A balanced view of GlyNAC requires acknowledging several concerns:

1. Single-group problem. Almost all human data come from Sekhar's lab at Baylor. Independent replication at scale has not yet been published.
2. Small samples. The definitive 2022 RCT had 24 participants. Longevity interventions need larger, longer, multi-center trials before strong claims are warranted.
3. Open-label and biomarker-heavy. Some of the most striking early data came from open-label studies where expectation effects can inflate subjective measures.
4. Dose. Trial doses are substantial (several grams of each amino acid daily) and not matched by most commercial supplements.
5. NAC regulatory status. In the U.S., the FDA has periodically asserted that NAC is a drug rather than a supplement, creating regulatory uncertainty.
6. Safety at high doses. Both glycine and NAC are generally well-tolerated, but long-term safety at therapeutic doses is not fully characterized. NAC can cause GI upset and rare hypersensitivity reactions.
7. Mechanism vs outcome. Restoring glutathione is biologically attractive, but decades of antioxidant trials (vitamin E, beta-carotene) have shown that crude "reduce oxidative stress" strategies often fail to deliver clinical benefit. GlyNAC's specificity to precursor-limited glutathione synthesis is its best argument for being different.

FAQ

Is GlyNAC the same as taking a glutathione supplement?

No. Oral glutathione is largely degraded in the GI tract and has poor bioavailability. GlyNAC instead supplies the rate-limiting precursors, allowing cells to synthesize their own GSH where it's needed.

What dose did the trials use?

Roughly 100 mg/kg/day of glycine and 100 mg/kg/day of NAC, split into two doses. For a 70 kg adult that's about 7 grams of glycine and 7 grams of NAC daily.

Is GlyNAC safe?

Short-term safety in the trials was good. Glycine is a dietary amino acid; NAC has decades of clinical use. GI upset is the most common side effect. Long-term safety at high doses in healthy older adults is still being characterized.

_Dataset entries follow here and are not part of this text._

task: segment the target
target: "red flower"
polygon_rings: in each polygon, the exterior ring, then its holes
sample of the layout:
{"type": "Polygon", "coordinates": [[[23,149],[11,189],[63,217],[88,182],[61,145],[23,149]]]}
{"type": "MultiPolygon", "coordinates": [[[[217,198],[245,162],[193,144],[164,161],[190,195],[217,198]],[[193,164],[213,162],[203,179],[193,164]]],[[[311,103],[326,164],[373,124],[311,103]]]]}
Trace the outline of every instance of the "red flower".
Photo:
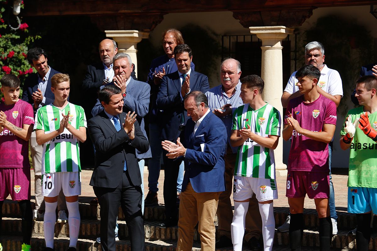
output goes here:
{"type": "Polygon", "coordinates": [[[2,67],[2,68],[6,74],[10,74],[11,71],[12,70],[12,69],[11,68],[11,67],[9,66],[7,66],[6,65],[4,65],[2,67]]]}
{"type": "Polygon", "coordinates": [[[14,52],[12,50],[11,50],[9,52],[9,53],[8,53],[8,57],[11,58],[12,57],[14,56],[14,52]]]}
{"type": "Polygon", "coordinates": [[[28,24],[26,23],[21,24],[20,25],[20,29],[21,30],[25,30],[28,29],[28,27],[29,26],[28,25],[28,24]]]}

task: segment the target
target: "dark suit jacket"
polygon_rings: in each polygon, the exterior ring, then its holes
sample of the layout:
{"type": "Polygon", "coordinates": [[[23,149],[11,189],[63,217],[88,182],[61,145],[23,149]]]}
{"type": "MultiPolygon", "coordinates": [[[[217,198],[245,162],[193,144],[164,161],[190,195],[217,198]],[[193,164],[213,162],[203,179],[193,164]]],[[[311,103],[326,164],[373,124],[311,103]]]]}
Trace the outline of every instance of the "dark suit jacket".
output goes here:
{"type": "Polygon", "coordinates": [[[185,129],[184,143],[186,151],[182,192],[189,179],[197,193],[225,191],[227,144],[224,123],[210,111],[193,134],[195,123],[188,119],[185,129]]]}
{"type": "MultiPolygon", "coordinates": [[[[46,97],[46,103],[44,105],[49,105],[53,102],[55,99],[54,93],[51,91],[51,78],[56,73],[60,72],[55,71],[51,66],[49,65],[51,68],[51,71],[47,81],[47,86],[46,87],[46,91],[44,93],[46,97]]],[[[25,80],[24,84],[23,91],[22,92],[22,100],[31,104],[34,108],[34,100],[32,97],[32,94],[33,92],[36,91],[38,88],[38,73],[35,73],[31,74],[28,76],[25,80]]],[[[36,112],[36,109],[34,109],[34,113],[36,112]]]]}
{"type": "MultiPolygon", "coordinates": [[[[134,79],[137,80],[135,73],[135,66],[133,64],[132,65],[133,70],[131,73],[131,76],[134,79]]],[[[104,79],[105,71],[102,62],[88,65],[85,78],[81,86],[81,90],[85,94],[83,95],[83,100],[82,100],[81,104],[85,113],[89,116],[88,118],[92,117],[90,111],[98,97],[97,92],[100,90],[100,87],[102,85],[104,79]]]]}
{"type": "MultiPolygon", "coordinates": [[[[120,114],[121,125],[124,122],[126,115],[124,113],[120,114]]],[[[96,150],[90,186],[110,188],[117,187],[122,179],[125,159],[131,182],[134,186],[141,184],[135,148],[145,152],[149,149],[149,145],[137,121],[135,125],[135,138],[130,144],[124,130],[121,129],[117,132],[104,111],[88,122],[89,135],[96,150]]]]}
{"type": "MultiPolygon", "coordinates": [[[[190,73],[191,91],[200,91],[203,93],[209,90],[208,78],[205,75],[192,70],[190,73]]],[[[161,81],[157,94],[157,107],[162,111],[157,115],[158,122],[162,128],[161,138],[175,142],[179,134],[178,127],[183,113],[185,121],[188,117],[181,99],[181,81],[178,71],[165,75],[161,81]]]]}

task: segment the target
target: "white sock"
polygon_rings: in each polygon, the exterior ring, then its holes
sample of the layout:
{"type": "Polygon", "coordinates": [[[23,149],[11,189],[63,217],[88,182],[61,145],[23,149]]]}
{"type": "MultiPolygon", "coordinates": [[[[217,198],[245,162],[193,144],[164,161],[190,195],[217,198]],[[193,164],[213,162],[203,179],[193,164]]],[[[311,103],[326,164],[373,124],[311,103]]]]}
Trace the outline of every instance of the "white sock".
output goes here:
{"type": "Polygon", "coordinates": [[[269,204],[258,203],[262,217],[262,235],[265,251],[272,250],[275,235],[275,218],[274,217],[274,202],[269,204]]]}
{"type": "Polygon", "coordinates": [[[234,251],[242,251],[242,242],[245,234],[245,220],[246,213],[249,207],[249,202],[237,202],[234,201],[234,213],[233,221],[230,225],[234,251]]]}
{"type": "Polygon", "coordinates": [[[50,203],[44,202],[44,216],[43,217],[43,232],[46,247],[54,249],[54,234],[56,222],[56,207],[58,202],[50,203]]]}
{"type": "Polygon", "coordinates": [[[78,201],[67,202],[68,210],[68,225],[69,227],[69,246],[76,248],[80,230],[80,212],[78,211],[78,201]]]}

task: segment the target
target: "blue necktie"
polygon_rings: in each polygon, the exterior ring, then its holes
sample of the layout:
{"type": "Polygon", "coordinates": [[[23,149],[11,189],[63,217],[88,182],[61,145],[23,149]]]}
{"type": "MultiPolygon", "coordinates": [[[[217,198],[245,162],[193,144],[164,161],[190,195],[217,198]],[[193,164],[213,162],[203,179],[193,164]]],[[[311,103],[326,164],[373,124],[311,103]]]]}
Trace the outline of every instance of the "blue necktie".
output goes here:
{"type": "MultiPolygon", "coordinates": [[[[119,132],[120,131],[120,123],[119,123],[119,121],[118,121],[118,117],[116,116],[114,116],[113,117],[113,120],[114,121],[114,126],[115,127],[115,129],[116,129],[116,131],[119,132]]],[[[123,170],[124,171],[126,171],[127,170],[127,163],[126,160],[124,160],[124,167],[123,168],[123,170]]]]}

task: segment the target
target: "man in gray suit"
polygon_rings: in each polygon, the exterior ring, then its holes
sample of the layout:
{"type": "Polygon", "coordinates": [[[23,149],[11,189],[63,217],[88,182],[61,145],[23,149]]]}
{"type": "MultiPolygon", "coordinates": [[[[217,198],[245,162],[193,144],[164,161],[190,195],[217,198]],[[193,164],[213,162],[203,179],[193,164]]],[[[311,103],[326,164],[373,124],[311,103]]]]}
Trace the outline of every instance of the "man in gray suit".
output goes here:
{"type": "MultiPolygon", "coordinates": [[[[123,110],[126,113],[135,112],[137,114],[137,120],[144,136],[147,137],[144,125],[144,117],[148,114],[149,105],[149,93],[150,87],[146,83],[135,80],[131,77],[133,67],[131,57],[126,53],[119,53],[113,58],[113,68],[114,76],[113,82],[109,85],[114,85],[122,91],[124,102],[123,110]]],[[[97,103],[92,110],[94,117],[103,110],[103,107],[97,100],[97,103]]],[[[144,211],[144,183],[143,173],[144,159],[152,157],[150,149],[142,154],[136,150],[136,157],[141,175],[141,190],[143,191],[142,212],[144,211]]]]}

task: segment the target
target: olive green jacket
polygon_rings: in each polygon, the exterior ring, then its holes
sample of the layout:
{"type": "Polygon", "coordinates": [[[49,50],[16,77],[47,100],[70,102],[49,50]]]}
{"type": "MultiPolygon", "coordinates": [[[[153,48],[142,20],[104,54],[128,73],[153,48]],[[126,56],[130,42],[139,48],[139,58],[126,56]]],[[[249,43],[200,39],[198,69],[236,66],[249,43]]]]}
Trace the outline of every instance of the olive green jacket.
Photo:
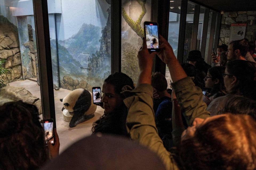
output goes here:
{"type": "MultiPolygon", "coordinates": [[[[205,118],[210,116],[209,112],[206,110],[206,104],[202,101],[202,91],[195,86],[191,78],[186,77],[172,86],[188,125],[191,125],[196,117],[205,118]]],[[[131,138],[156,153],[166,169],[179,169],[175,160],[175,155],[166,150],[158,135],[153,109],[152,86],[142,84],[133,90],[125,90],[123,93],[130,96],[124,102],[128,109],[126,126],[131,138]]]]}

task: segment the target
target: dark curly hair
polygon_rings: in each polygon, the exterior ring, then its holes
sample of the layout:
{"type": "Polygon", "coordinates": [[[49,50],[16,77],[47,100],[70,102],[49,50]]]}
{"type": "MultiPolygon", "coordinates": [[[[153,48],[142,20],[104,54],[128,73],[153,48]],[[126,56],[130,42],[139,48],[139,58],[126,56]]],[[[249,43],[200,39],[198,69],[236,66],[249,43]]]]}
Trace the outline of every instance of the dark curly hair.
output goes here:
{"type": "Polygon", "coordinates": [[[240,96],[232,95],[226,101],[224,108],[218,114],[226,113],[248,114],[256,120],[256,101],[240,96]]]}
{"type": "Polygon", "coordinates": [[[223,115],[182,141],[180,155],[185,169],[256,168],[256,121],[247,115],[223,115]]]}
{"type": "Polygon", "coordinates": [[[214,84],[213,88],[211,89],[210,92],[211,95],[216,94],[214,96],[215,99],[221,96],[225,96],[227,94],[227,91],[224,85],[224,81],[222,76],[222,74],[225,72],[225,67],[223,66],[214,67],[208,70],[208,72],[211,76],[211,78],[213,79],[219,79],[219,83],[214,84]]]}
{"type": "Polygon", "coordinates": [[[0,107],[0,169],[34,169],[49,158],[37,108],[20,101],[0,107]]]}
{"type": "MultiPolygon", "coordinates": [[[[122,73],[116,73],[110,75],[105,80],[104,83],[114,86],[115,93],[120,95],[123,99],[125,96],[121,93],[124,86],[128,85],[133,89],[134,88],[132,79],[122,73]]],[[[125,122],[127,113],[127,109],[123,103],[115,111],[104,112],[103,115],[93,124],[91,129],[93,133],[99,132],[127,136],[125,122]]]]}
{"type": "Polygon", "coordinates": [[[151,76],[151,85],[159,92],[166,90],[168,86],[165,77],[158,72],[155,73],[151,76]]]}
{"type": "Polygon", "coordinates": [[[229,93],[256,100],[256,64],[237,60],[228,62],[226,67],[229,74],[235,76],[237,79],[229,93]]]}

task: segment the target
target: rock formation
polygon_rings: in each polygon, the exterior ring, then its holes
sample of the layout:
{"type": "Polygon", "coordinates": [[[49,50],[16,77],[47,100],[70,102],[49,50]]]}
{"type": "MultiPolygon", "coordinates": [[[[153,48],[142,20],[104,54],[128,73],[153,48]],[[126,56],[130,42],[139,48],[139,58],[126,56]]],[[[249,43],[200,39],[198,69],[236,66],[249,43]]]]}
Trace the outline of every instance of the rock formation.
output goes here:
{"type": "Polygon", "coordinates": [[[0,16],[0,59],[6,60],[3,67],[10,71],[2,75],[0,79],[8,83],[22,78],[17,27],[2,15],[0,16]]]}
{"type": "Polygon", "coordinates": [[[82,88],[89,91],[91,91],[92,87],[84,80],[79,81],[77,79],[74,80],[69,76],[65,76],[61,80],[61,87],[69,90],[74,90],[82,88]]]}

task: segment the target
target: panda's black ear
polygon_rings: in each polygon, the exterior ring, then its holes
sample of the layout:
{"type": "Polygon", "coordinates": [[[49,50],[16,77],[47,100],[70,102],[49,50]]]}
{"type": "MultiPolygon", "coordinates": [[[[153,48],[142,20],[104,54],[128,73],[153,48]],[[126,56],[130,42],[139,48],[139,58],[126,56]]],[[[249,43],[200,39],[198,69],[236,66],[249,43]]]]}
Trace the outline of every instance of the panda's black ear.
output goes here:
{"type": "Polygon", "coordinates": [[[69,105],[69,104],[68,103],[64,103],[64,104],[63,104],[66,106],[68,106],[69,105]]]}

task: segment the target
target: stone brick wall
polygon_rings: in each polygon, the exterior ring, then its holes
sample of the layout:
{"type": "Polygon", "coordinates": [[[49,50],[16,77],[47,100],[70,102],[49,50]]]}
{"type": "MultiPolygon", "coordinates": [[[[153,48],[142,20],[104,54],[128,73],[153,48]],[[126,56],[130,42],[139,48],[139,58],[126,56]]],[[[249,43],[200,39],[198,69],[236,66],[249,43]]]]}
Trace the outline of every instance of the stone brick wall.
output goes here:
{"type": "Polygon", "coordinates": [[[256,38],[256,11],[225,12],[222,15],[219,44],[229,43],[231,24],[247,24],[245,38],[249,41],[256,38]]]}

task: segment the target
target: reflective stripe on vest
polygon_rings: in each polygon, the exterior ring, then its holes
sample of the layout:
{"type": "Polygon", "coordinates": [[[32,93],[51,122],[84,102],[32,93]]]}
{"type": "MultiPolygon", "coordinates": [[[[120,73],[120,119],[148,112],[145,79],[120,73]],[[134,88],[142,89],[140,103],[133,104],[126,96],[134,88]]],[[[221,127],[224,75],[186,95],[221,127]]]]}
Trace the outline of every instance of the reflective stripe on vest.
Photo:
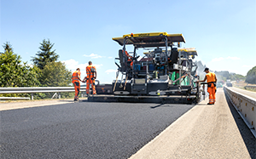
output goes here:
{"type": "Polygon", "coordinates": [[[215,82],[215,73],[209,72],[206,76],[207,76],[208,83],[215,82]]]}
{"type": "Polygon", "coordinates": [[[72,81],[79,81],[79,71],[74,71],[72,75],[72,81]]]}
{"type": "Polygon", "coordinates": [[[88,65],[88,66],[86,67],[87,78],[94,77],[94,72],[91,72],[91,71],[90,71],[90,69],[91,69],[91,68],[94,68],[95,71],[96,71],[96,68],[95,68],[94,66],[92,66],[92,65],[88,65]]]}

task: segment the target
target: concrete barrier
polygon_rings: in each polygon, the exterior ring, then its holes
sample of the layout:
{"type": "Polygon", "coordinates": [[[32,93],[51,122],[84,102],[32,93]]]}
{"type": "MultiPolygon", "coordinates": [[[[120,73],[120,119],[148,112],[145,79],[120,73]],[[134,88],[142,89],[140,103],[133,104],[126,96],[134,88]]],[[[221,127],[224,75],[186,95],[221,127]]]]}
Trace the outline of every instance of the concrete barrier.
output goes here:
{"type": "Polygon", "coordinates": [[[224,87],[231,103],[256,138],[256,99],[224,87]]]}

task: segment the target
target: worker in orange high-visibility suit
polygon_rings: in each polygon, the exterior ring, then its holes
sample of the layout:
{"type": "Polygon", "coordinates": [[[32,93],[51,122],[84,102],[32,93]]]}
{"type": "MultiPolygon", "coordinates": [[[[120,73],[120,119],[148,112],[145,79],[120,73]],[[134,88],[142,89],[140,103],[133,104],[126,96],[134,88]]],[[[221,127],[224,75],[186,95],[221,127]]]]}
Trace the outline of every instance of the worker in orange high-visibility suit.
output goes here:
{"type": "Polygon", "coordinates": [[[133,65],[133,61],[132,61],[132,56],[131,56],[127,51],[125,51],[125,55],[127,56],[128,58],[128,62],[131,62],[131,68],[132,69],[132,65],[133,65]]]}
{"type": "Polygon", "coordinates": [[[75,89],[75,97],[73,99],[74,101],[79,100],[79,94],[80,92],[80,81],[81,81],[80,76],[81,76],[81,72],[79,68],[77,68],[77,71],[75,71],[72,75],[72,82],[73,83],[74,89],[75,89]]]}
{"type": "Polygon", "coordinates": [[[95,89],[95,79],[96,78],[97,73],[96,67],[92,65],[92,62],[88,62],[89,65],[86,67],[86,94],[89,95],[90,94],[90,85],[91,84],[92,88],[92,94],[96,94],[96,89],[95,89]]]}
{"type": "Polygon", "coordinates": [[[206,68],[204,71],[207,73],[205,79],[198,82],[205,82],[207,80],[207,92],[209,93],[209,103],[207,105],[214,105],[216,102],[217,77],[215,73],[209,71],[209,68],[206,68]]]}

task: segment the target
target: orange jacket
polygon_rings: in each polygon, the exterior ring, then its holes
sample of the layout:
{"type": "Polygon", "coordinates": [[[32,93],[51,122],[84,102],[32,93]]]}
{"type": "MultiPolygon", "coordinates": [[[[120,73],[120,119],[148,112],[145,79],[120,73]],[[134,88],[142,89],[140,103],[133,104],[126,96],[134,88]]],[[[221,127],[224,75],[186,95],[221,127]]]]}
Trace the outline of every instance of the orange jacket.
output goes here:
{"type": "Polygon", "coordinates": [[[80,76],[81,73],[79,71],[75,71],[72,75],[72,82],[74,83],[75,82],[80,82],[80,76]]]}
{"type": "Polygon", "coordinates": [[[131,61],[131,67],[132,67],[132,65],[133,65],[132,56],[131,56],[131,55],[127,53],[127,51],[125,51],[125,55],[126,55],[127,58],[128,58],[128,61],[131,61]]]}
{"type": "Polygon", "coordinates": [[[95,73],[96,73],[96,70],[95,66],[92,65],[88,65],[86,67],[86,74],[87,74],[87,79],[95,77],[95,73]]]}
{"type": "Polygon", "coordinates": [[[207,75],[207,82],[214,82],[215,81],[215,73],[209,72],[207,75]]]}

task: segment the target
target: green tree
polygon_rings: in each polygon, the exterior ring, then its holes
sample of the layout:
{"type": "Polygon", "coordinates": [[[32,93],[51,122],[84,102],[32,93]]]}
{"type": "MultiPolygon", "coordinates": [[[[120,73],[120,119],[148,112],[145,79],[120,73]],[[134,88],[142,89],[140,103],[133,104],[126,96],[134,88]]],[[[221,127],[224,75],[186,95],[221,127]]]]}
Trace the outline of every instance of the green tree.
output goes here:
{"type": "Polygon", "coordinates": [[[48,62],[56,61],[59,55],[56,54],[55,50],[52,51],[54,43],[51,43],[49,39],[44,39],[40,45],[40,51],[36,54],[36,57],[32,57],[32,61],[33,61],[34,65],[40,70],[43,70],[48,62]]]}
{"type": "Polygon", "coordinates": [[[256,65],[249,70],[245,82],[251,84],[256,84],[256,65]]]}
{"type": "Polygon", "coordinates": [[[5,51],[0,54],[0,87],[38,86],[38,69],[22,63],[20,56],[14,54],[9,46],[5,43],[5,51]]]}

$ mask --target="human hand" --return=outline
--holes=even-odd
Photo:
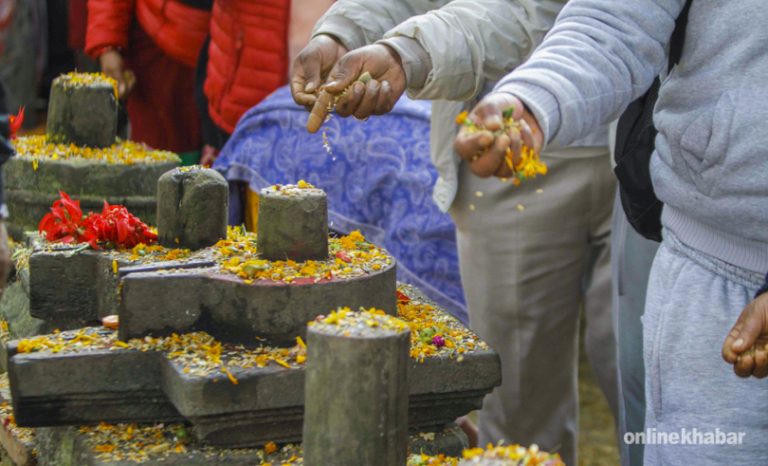
[[[136,75],[125,69],[123,56],[115,49],[108,49],[99,56],[101,71],[117,81],[117,97],[123,99],[136,84]]]
[[[768,376],[768,293],[741,311],[723,344],[723,359],[739,377]]]
[[[347,53],[333,67],[328,79],[307,120],[310,133],[320,129],[331,102],[339,116],[354,115],[362,120],[391,111],[406,86],[400,56],[382,44]]]
[[[293,62],[291,95],[297,104],[311,109],[317,101],[320,84],[333,65],[347,53],[334,37],[320,34],[312,38]]]
[[[524,147],[536,154],[541,151],[544,138],[536,118],[511,94],[487,95],[467,118],[480,130],[462,126],[454,148],[477,176],[512,177],[513,166],[520,162]],[[517,124],[505,126],[505,120],[510,118]],[[506,160],[508,151],[512,156],[510,162]]]

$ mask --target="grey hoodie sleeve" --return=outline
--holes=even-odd
[[[528,57],[564,3],[455,0],[405,20],[381,42],[404,58],[412,98],[466,101]]]
[[[547,142],[616,118],[666,64],[684,0],[571,0],[530,60],[495,88],[519,97]]]

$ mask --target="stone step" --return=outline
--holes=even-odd
[[[18,342],[10,342],[14,409],[23,426],[185,418],[201,441],[219,446],[301,438],[302,365],[232,368],[234,384],[218,370],[185,373],[184,363],[156,351],[17,351]],[[408,377],[412,430],[439,429],[478,409],[501,378],[498,355],[489,349],[467,352],[461,361],[411,359]]]

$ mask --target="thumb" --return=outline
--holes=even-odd
[[[767,330],[765,317],[765,313],[760,308],[739,317],[730,333],[733,338],[731,348],[734,352],[742,353],[755,344],[760,334]]]
[[[355,52],[350,52],[338,61],[328,75],[328,82],[324,89],[329,94],[341,94],[354,83],[362,73],[362,57]]]

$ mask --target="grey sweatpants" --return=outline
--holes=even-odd
[[[645,427],[655,436],[655,444],[645,439],[646,466],[768,465],[768,381],[737,377],[721,357],[725,336],[762,282],[762,274],[665,232],[643,316]],[[694,429],[700,435],[691,436]],[[678,444],[670,444],[675,433]],[[742,444],[728,445],[739,433]],[[682,435],[705,444],[680,445]]]
[[[617,406],[607,148],[545,153],[549,174],[518,187],[465,167],[451,209],[470,327],[501,356],[502,385],[480,412],[480,444],[536,443],[576,463],[579,308],[587,355]]]

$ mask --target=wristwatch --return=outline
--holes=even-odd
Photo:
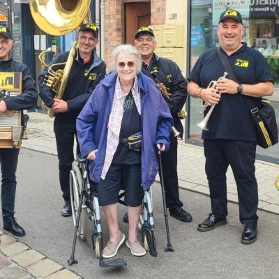
[[[239,94],[241,94],[243,91],[243,86],[242,86],[242,84],[239,84],[239,86],[237,86],[237,93]]]

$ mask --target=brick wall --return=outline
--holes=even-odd
[[[166,0],[151,0],[151,25],[163,24],[165,22]]]
[[[151,0],[151,25],[165,22],[166,0]],[[121,0],[105,1],[105,60],[110,66],[112,50],[122,43]]]
[[[105,60],[107,66],[112,50],[122,43],[121,0],[105,1]]]

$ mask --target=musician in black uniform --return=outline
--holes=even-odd
[[[183,128],[178,113],[181,111],[187,98],[187,84],[178,66],[172,60],[158,57],[153,53],[156,41],[153,30],[141,27],[135,38],[135,47],[142,55],[142,72],[156,82],[162,82],[171,93],[165,98],[174,119],[174,126],[183,136]],[[172,216],[183,221],[192,221],[191,215],[183,210],[179,199],[177,177],[177,137],[170,136],[169,150],[161,154],[164,172],[167,206]],[[128,222],[127,215],[124,222]]]
[[[26,65],[13,60],[9,55],[13,43],[8,29],[0,27],[0,72],[22,73],[22,94],[0,101],[0,114],[6,113],[10,116],[13,115],[15,110],[32,108],[38,98],[35,81],[29,69]],[[19,153],[20,149],[0,149],[3,228],[15,236],[22,236],[25,234],[25,231],[14,217],[17,187],[15,172]]]
[[[202,98],[209,105],[216,104],[208,122],[209,130],[202,132],[211,213],[197,229],[206,232],[227,223],[226,172],[230,165],[237,186],[239,218],[244,225],[241,242],[250,244],[257,240],[257,143],[244,98],[260,107],[262,97],[273,93],[273,78],[261,53],[241,42],[244,27],[238,11],[227,10],[221,14],[218,33],[220,51],[241,84],[230,77],[221,80],[216,89],[207,88],[211,81],[218,80],[226,70],[216,47],[199,57],[188,77],[188,91],[191,96]]]
[[[78,50],[61,100],[55,98],[50,87],[43,84],[47,69],[40,77],[40,96],[45,104],[56,112],[54,130],[59,160],[59,181],[65,201],[62,216],[72,215],[70,198],[69,174],[74,160],[73,144],[76,136],[76,118],[96,85],[105,77],[106,65],[97,55],[98,29],[93,24],[83,24],[77,34]],[[69,52],[63,52],[50,64],[66,62]],[[56,69],[61,66],[56,66]],[[77,152],[78,152],[77,146]]]

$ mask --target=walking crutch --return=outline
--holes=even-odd
[[[166,226],[167,239],[167,246],[165,248],[165,252],[174,252],[174,249],[170,243],[169,221],[167,219],[167,204],[165,201],[165,182],[164,182],[164,176],[163,175],[161,151],[160,150],[158,150],[158,157],[159,158],[160,181],[161,183],[161,188],[162,188],[163,206],[164,208],[165,223]]]
[[[84,195],[85,186],[86,185],[86,178],[87,176],[87,169],[88,169],[88,160],[86,160],[85,171],[84,171],[84,173],[83,174],[82,186],[82,189],[80,190],[80,204],[79,204],[79,207],[78,207],[78,210],[77,210],[77,222],[75,223],[75,234],[74,234],[74,239],[73,241],[72,252],[70,254],[70,259],[68,260],[68,263],[69,264],[69,266],[71,266],[72,264],[77,264],[77,262],[78,262],[75,259],[75,245],[77,243],[77,237],[78,228],[80,226],[80,216],[81,216],[81,213],[82,213],[82,205],[83,197]]]

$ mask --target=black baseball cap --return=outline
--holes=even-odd
[[[5,36],[8,39],[13,40],[12,35],[10,34],[10,30],[6,27],[0,26],[0,34]]]
[[[154,33],[153,33],[153,30],[151,28],[142,27],[140,27],[140,29],[138,29],[135,33],[135,38],[137,39],[140,35],[142,35],[144,33],[151,35],[152,37],[155,38]]]
[[[219,23],[226,18],[232,18],[243,24],[241,15],[237,10],[229,9],[223,12],[220,15]]]
[[[80,31],[91,31],[98,38],[99,34],[99,29],[95,25],[95,23],[86,23],[80,27]]]

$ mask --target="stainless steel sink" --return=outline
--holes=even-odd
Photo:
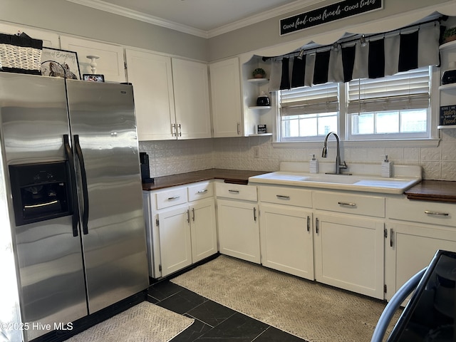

Does GlyNAC lower biological age?

Some markers of mitochondrial and oxidative stress improve, and small studies have reported directional changes in epigenetic clock estimates, but no well-powered RCT has demonstrated biological-age reversal as a primary endpoint.

How does GlyNAC compare to NAC alone?

Sekhar's data suggest the combination outperforms either component, because both glycine and cysteine become rate-limiting in older adults. NAC alone doesn't fully restore GSH synthesis in that context.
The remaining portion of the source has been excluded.